When Keith Olbermann left the job that made him famous enough to become a national sandwich spokesman, he did not do so, it is safe to say, clutching glowing letters of reference.
Olbermann’s departure this summer from ESPN and “SportsCenter,” the sports highlight show enlivened for half a decade by his canny writing and unflappable air presence, occurred amid public avowals of amicability but hints aplenty of backstage unpleasantness.
It was Olbermann who went on the nightly talk show hosted by another “SportsCenter” refugee, Comedy Central’s Craig Kilborn, and, in response to Kilborn’s challenge to name the most God-forsaken place on the East Coast, responded, “Bristol, Conn.”
Bristol, you can guess, is the headquarters of ESPN. There were other factors at work, but he was gone from the cable sports channel two months later after nearly six years there.
When Olbermann resurfaces tonight–as host of one of the most promising sounding news broadcasts in some years, “The Big Show” on MSNBC–viewers will see that while he may have fouled the nest, he hasn’t flown all that far from it.
Instead of one basic cable network, he’ll be working for another, albeit smaller, one, the NBC-Microsoft news channel that reaches some 38 million households.
He’ll still be doing an hour each night coming off the day’s events, though this time at 7 o’clock weeknights.
He’ll still be writing his own material, with an eye toward the comic and the caustic. And he’ll be working out of another place that, like Bristol, is not exactly Manhattan: Secaucus, N.J.
Even the title stems from, and seems designed to tweak, his “SportsCenter” experience. “The Big Show” was the anchors’ nickname for the broadcast, and one they would use often on air. It also became the name of the book Olbermann and longtime co-anchor Dan Patrick wrote about “SportsCenter.”
But the MSNBC version of “The Big Show” will be more of a talk show, about three-fourths interviews, compared to the archly narrated highlight compendium that is “SportsCenter.”
And–the biggest difference–its playing field is not just the games men and women play on fields, but the world itself. “The Big Show” is a news show, and Olbermann, a sports broadcaster since coming to television with then-fledgling CNN in 1981, does not see a problem in the switch. “Thirty five percent of the stuff that constituted `SportsCenter’ was serious news that happened to be about sports–athletes in trouble, sports stadia,” he said.
Still, “The Big Show” will be trying to do with news what “SportsCenter” did with sports: Remove the crust of automatic reverence, while still treating what is serious with the thoughtfulness it deserves.
Most important in Olbermann’s mind is that it will acknowledge that the human experience is not monochromatic. “My major complaint with television news, and with all the shows that have evolved from the basic news broadcast, is they all hit one note,” he said. “Life is not like that. You do not spend one day crying then one day laughing. We will try to hit every one of the notes every single day.”
Asked for a program they might compare it to, Olbermann and executive producer Phil Griffin bring up NBC efforts from decades ago. Olbermann mentions the short-lived NBC News “Overnight” show, hosted by Lloyd Dobyns and Linda Ellerbee because it had “news, humor, follow-up, context, the whole parade.”

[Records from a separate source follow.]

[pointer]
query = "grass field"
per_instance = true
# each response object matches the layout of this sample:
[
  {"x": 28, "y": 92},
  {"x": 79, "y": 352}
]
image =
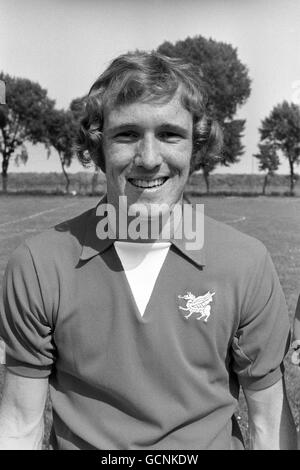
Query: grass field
[{"x": 273, "y": 220}]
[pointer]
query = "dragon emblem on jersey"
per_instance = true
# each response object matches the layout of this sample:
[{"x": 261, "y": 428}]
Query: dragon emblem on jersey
[{"x": 198, "y": 304}]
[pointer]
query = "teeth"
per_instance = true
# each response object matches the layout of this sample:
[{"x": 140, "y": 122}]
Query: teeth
[{"x": 148, "y": 183}]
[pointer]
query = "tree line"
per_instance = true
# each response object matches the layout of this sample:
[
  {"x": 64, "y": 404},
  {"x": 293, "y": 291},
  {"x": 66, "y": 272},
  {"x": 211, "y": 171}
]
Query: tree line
[{"x": 29, "y": 115}]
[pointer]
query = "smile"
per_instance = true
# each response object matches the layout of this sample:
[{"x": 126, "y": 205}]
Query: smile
[{"x": 147, "y": 184}]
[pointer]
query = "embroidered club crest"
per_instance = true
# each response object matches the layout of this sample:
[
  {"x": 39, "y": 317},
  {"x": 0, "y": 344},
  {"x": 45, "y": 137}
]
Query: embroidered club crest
[{"x": 198, "y": 304}]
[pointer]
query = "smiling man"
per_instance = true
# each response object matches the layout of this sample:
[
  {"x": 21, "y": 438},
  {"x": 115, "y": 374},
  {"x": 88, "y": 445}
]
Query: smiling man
[{"x": 144, "y": 342}]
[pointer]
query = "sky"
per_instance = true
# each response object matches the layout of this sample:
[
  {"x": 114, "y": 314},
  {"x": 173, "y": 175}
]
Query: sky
[{"x": 64, "y": 45}]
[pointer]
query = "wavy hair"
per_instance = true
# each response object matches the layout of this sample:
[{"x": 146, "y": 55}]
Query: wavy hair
[{"x": 147, "y": 77}]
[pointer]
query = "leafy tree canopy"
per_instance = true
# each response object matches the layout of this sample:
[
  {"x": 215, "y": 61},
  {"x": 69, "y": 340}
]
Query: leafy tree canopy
[
  {"x": 227, "y": 87},
  {"x": 22, "y": 118},
  {"x": 281, "y": 129}
]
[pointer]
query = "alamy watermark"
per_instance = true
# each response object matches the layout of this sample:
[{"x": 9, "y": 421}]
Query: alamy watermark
[{"x": 152, "y": 222}]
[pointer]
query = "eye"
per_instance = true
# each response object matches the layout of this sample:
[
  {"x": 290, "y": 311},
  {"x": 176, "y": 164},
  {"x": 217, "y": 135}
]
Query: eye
[{"x": 170, "y": 136}]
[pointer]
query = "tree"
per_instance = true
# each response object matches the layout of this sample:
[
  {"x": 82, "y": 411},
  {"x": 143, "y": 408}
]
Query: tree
[
  {"x": 227, "y": 87},
  {"x": 61, "y": 133},
  {"x": 282, "y": 130},
  {"x": 22, "y": 119},
  {"x": 268, "y": 161}
]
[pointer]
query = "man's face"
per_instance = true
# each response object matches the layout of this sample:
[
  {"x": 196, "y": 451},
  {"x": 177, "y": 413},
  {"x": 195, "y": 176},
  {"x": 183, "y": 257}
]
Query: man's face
[{"x": 147, "y": 148}]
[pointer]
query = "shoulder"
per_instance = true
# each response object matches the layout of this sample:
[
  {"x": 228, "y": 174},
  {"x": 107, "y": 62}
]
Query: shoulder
[{"x": 230, "y": 245}]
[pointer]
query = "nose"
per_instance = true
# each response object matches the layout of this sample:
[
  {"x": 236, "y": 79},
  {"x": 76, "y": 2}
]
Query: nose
[{"x": 148, "y": 153}]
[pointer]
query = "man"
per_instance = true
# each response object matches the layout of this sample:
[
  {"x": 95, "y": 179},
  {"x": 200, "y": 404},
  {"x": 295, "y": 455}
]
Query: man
[{"x": 144, "y": 341}]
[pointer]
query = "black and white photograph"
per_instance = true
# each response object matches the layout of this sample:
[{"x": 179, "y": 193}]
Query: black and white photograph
[{"x": 149, "y": 227}]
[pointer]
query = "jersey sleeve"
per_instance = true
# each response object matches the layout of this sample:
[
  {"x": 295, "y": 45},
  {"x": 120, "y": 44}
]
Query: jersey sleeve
[
  {"x": 24, "y": 325},
  {"x": 263, "y": 336}
]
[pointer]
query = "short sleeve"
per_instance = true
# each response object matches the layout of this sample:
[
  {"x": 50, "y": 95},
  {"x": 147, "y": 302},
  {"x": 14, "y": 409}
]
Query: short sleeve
[
  {"x": 24, "y": 326},
  {"x": 263, "y": 336}
]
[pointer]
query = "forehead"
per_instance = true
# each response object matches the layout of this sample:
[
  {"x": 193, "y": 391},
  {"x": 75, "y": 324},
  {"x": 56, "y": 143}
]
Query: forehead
[{"x": 149, "y": 114}]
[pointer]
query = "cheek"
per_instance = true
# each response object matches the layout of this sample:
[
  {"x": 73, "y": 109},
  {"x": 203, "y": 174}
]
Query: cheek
[
  {"x": 117, "y": 159},
  {"x": 182, "y": 159}
]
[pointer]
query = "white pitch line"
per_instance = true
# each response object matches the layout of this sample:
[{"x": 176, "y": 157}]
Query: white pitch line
[
  {"x": 235, "y": 220},
  {"x": 37, "y": 214}
]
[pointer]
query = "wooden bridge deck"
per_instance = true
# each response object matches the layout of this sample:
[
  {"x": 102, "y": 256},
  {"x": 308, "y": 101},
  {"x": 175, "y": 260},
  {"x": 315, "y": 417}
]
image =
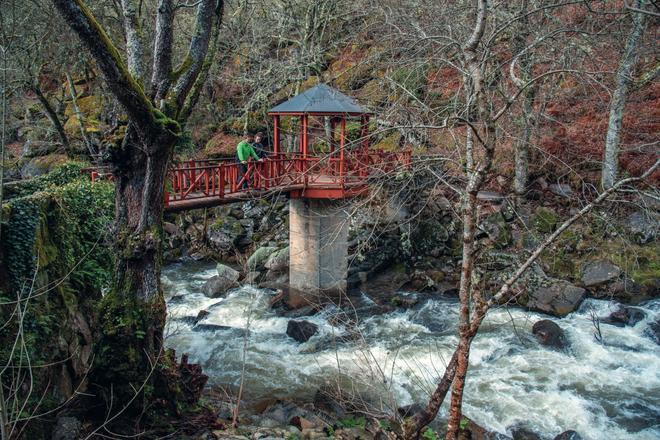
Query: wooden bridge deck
[{"x": 199, "y": 184}]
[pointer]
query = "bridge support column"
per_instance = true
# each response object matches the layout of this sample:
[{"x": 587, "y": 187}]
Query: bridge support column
[{"x": 318, "y": 239}]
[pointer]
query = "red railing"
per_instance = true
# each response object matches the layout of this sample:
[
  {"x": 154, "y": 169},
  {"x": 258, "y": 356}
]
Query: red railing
[{"x": 208, "y": 178}]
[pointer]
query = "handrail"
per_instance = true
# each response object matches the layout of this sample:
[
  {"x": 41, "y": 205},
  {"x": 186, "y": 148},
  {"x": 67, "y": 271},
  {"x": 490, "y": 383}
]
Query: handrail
[{"x": 196, "y": 179}]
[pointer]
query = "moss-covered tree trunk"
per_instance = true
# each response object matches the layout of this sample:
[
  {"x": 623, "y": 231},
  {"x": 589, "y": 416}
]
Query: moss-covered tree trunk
[
  {"x": 130, "y": 364},
  {"x": 133, "y": 313}
]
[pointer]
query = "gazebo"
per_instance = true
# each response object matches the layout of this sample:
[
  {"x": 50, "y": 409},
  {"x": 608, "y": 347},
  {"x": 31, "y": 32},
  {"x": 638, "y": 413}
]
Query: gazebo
[{"x": 331, "y": 173}]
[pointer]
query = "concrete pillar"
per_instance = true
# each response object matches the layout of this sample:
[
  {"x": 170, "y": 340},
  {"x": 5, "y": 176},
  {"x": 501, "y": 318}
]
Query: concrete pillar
[{"x": 318, "y": 247}]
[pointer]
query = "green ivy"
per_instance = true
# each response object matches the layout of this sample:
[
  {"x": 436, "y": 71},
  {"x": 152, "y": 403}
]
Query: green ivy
[
  {"x": 430, "y": 434},
  {"x": 66, "y": 173},
  {"x": 54, "y": 246}
]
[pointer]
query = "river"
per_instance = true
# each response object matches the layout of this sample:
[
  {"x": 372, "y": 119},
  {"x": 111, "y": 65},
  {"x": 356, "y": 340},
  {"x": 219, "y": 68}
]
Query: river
[{"x": 602, "y": 390}]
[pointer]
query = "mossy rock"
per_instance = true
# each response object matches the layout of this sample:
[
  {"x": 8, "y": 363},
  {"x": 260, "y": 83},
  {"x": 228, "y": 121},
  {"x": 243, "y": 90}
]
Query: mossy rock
[
  {"x": 44, "y": 164},
  {"x": 72, "y": 126},
  {"x": 90, "y": 107},
  {"x": 544, "y": 220}
]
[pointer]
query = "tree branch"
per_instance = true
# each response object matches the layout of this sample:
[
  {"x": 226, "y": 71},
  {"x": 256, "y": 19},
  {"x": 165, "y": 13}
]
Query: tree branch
[
  {"x": 162, "y": 64},
  {"x": 192, "y": 64},
  {"x": 119, "y": 80},
  {"x": 134, "y": 42},
  {"x": 193, "y": 96},
  {"x": 506, "y": 287}
]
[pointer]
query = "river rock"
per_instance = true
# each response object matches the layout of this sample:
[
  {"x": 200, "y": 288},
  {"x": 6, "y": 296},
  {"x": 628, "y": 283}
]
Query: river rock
[
  {"x": 549, "y": 333},
  {"x": 624, "y": 316},
  {"x": 227, "y": 272},
  {"x": 219, "y": 284},
  {"x": 521, "y": 433},
  {"x": 201, "y": 315},
  {"x": 409, "y": 410},
  {"x": 559, "y": 299},
  {"x": 252, "y": 277},
  {"x": 259, "y": 257},
  {"x": 653, "y": 331},
  {"x": 470, "y": 430},
  {"x": 278, "y": 260},
  {"x": 67, "y": 428},
  {"x": 172, "y": 229},
  {"x": 599, "y": 272},
  {"x": 301, "y": 331},
  {"x": 643, "y": 226}
]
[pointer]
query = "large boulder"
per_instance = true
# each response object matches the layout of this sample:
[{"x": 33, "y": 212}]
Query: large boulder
[
  {"x": 597, "y": 273},
  {"x": 549, "y": 334},
  {"x": 219, "y": 284},
  {"x": 301, "y": 331},
  {"x": 497, "y": 230},
  {"x": 544, "y": 219},
  {"x": 224, "y": 234},
  {"x": 258, "y": 259},
  {"x": 559, "y": 299}
]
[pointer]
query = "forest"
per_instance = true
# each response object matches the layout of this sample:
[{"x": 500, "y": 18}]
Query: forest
[{"x": 329, "y": 219}]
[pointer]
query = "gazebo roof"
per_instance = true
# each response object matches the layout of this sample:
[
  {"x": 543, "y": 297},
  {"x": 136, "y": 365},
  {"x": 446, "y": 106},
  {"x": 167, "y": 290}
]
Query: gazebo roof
[{"x": 320, "y": 99}]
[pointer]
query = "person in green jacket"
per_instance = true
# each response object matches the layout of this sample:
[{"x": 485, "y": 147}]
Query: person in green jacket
[{"x": 244, "y": 151}]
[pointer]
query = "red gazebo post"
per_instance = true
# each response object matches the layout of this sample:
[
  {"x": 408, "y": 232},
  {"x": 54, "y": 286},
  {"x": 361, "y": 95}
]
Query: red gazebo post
[
  {"x": 342, "y": 141},
  {"x": 364, "y": 134},
  {"x": 276, "y": 146}
]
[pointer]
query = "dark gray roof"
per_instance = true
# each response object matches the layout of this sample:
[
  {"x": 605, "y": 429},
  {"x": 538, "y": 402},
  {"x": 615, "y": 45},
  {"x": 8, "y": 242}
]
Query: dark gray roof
[{"x": 319, "y": 99}]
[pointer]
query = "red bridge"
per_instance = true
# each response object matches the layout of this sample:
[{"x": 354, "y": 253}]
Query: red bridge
[
  {"x": 325, "y": 166},
  {"x": 196, "y": 184}
]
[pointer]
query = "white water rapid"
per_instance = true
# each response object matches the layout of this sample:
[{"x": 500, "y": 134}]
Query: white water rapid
[{"x": 608, "y": 390}]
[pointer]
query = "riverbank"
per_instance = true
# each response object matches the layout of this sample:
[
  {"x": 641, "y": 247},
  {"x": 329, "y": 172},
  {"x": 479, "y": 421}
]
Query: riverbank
[{"x": 601, "y": 389}]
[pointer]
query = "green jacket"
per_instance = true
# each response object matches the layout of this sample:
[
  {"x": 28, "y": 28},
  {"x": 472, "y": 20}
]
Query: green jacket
[{"x": 244, "y": 150}]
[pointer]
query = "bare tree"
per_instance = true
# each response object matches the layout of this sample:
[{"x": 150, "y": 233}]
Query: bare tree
[
  {"x": 623, "y": 81},
  {"x": 133, "y": 312}
]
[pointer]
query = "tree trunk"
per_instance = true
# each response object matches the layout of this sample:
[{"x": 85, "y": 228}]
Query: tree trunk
[
  {"x": 623, "y": 81},
  {"x": 132, "y": 341}
]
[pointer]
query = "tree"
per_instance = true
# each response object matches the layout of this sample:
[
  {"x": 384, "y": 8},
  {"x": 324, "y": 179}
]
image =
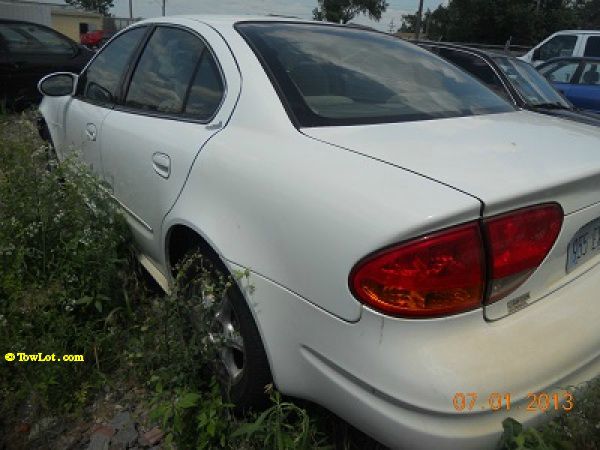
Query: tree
[
  {"x": 524, "y": 22},
  {"x": 343, "y": 11},
  {"x": 101, "y": 6}
]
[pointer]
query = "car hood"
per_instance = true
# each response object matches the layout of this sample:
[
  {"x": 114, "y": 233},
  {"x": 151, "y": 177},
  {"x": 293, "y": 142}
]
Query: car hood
[{"x": 506, "y": 160}]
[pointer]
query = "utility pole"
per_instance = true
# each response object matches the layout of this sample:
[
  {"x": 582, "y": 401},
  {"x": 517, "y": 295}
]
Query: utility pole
[{"x": 418, "y": 21}]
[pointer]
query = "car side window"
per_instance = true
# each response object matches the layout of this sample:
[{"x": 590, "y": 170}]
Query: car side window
[
  {"x": 590, "y": 74},
  {"x": 592, "y": 46},
  {"x": 164, "y": 72},
  {"x": 562, "y": 45},
  {"x": 477, "y": 67},
  {"x": 32, "y": 38},
  {"x": 206, "y": 91},
  {"x": 560, "y": 71},
  {"x": 101, "y": 81}
]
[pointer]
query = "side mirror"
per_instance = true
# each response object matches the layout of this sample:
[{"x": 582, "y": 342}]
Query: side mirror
[{"x": 58, "y": 84}]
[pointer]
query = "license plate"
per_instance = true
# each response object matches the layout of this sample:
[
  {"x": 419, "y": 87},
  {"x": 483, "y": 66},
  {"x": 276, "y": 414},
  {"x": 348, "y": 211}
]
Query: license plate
[{"x": 584, "y": 245}]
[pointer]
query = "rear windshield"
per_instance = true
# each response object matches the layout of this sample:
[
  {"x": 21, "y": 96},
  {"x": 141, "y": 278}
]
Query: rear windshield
[{"x": 334, "y": 75}]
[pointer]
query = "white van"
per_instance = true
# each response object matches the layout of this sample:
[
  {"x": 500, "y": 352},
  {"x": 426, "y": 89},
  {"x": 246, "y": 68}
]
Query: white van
[{"x": 565, "y": 43}]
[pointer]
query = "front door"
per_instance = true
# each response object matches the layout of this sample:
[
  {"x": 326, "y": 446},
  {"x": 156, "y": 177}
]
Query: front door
[{"x": 181, "y": 93}]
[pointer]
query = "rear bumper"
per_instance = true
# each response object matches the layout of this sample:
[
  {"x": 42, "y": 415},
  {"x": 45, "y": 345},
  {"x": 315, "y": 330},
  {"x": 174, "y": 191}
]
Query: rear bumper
[{"x": 395, "y": 379}]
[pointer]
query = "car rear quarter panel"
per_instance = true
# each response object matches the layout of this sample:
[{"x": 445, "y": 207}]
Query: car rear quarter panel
[{"x": 298, "y": 211}]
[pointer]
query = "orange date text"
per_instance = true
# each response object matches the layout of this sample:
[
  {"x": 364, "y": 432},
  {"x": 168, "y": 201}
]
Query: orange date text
[{"x": 501, "y": 401}]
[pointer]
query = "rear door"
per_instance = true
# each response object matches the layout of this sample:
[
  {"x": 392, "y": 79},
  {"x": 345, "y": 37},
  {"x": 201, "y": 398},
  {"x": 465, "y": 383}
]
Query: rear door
[
  {"x": 98, "y": 88},
  {"x": 181, "y": 92}
]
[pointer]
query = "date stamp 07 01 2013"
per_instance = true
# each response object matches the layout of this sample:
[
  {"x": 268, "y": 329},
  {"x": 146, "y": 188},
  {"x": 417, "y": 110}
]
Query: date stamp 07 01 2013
[{"x": 498, "y": 401}]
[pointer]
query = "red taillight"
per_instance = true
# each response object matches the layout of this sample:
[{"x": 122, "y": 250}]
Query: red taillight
[
  {"x": 437, "y": 275},
  {"x": 518, "y": 243},
  {"x": 445, "y": 273}
]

“But they were more restrained than we will be,” promised Olbermann, 38.
Griffin vows that the show will remain topical, will not become “cutesy for Keith,” but it will feature two segments specifically tailored for him.
One, called “The Big Deal,” will offer Olbermann doing a kind of short essay on what he and the staff think is the most significant event of the day–as opposed to the biggest news.
The other will end the broadcast with a package of humorous stories called “The News WITHOUT Brian Williams,” a reference to the more traditional newscast that follows.
Olbermann acknowledges that his recent commercial work–as a pitchman for Boston Market in pointed ads that had him exhorting rail-thin supermodels to quit moaning and have a sandwich–does not jibe with his new role.
But he defends doing the ads as at least making a social point and as something that more and more broadcast journalists are doing.
“On the list of people who are going to hell for making commercials, I’ll be at the end of the line, and I might not go,” he said.
Describing “SportsCenter” as a threadbare operation where he had to fight management to get creative material on the air, Olbermann sounds thrilled to be working for an organization with the resources and confidence in him of NBC, where he will also contribute to the main network.
(ESPN management’s response Wednesday was to wish Olbermann “peace and happiness with all his future employers.”)
At MSNBC, Olbermann said, “I’ve got a staff of people who say, `You need more staplers? Is the light good enough? Would you like us to rebuild your office?’ “
If “The Big Show” is able to prove America has the same appetite for a smart take on the news that “SportsCenter” proved about sports, expect Keith Olbermann to be Secaucus’ stapler king.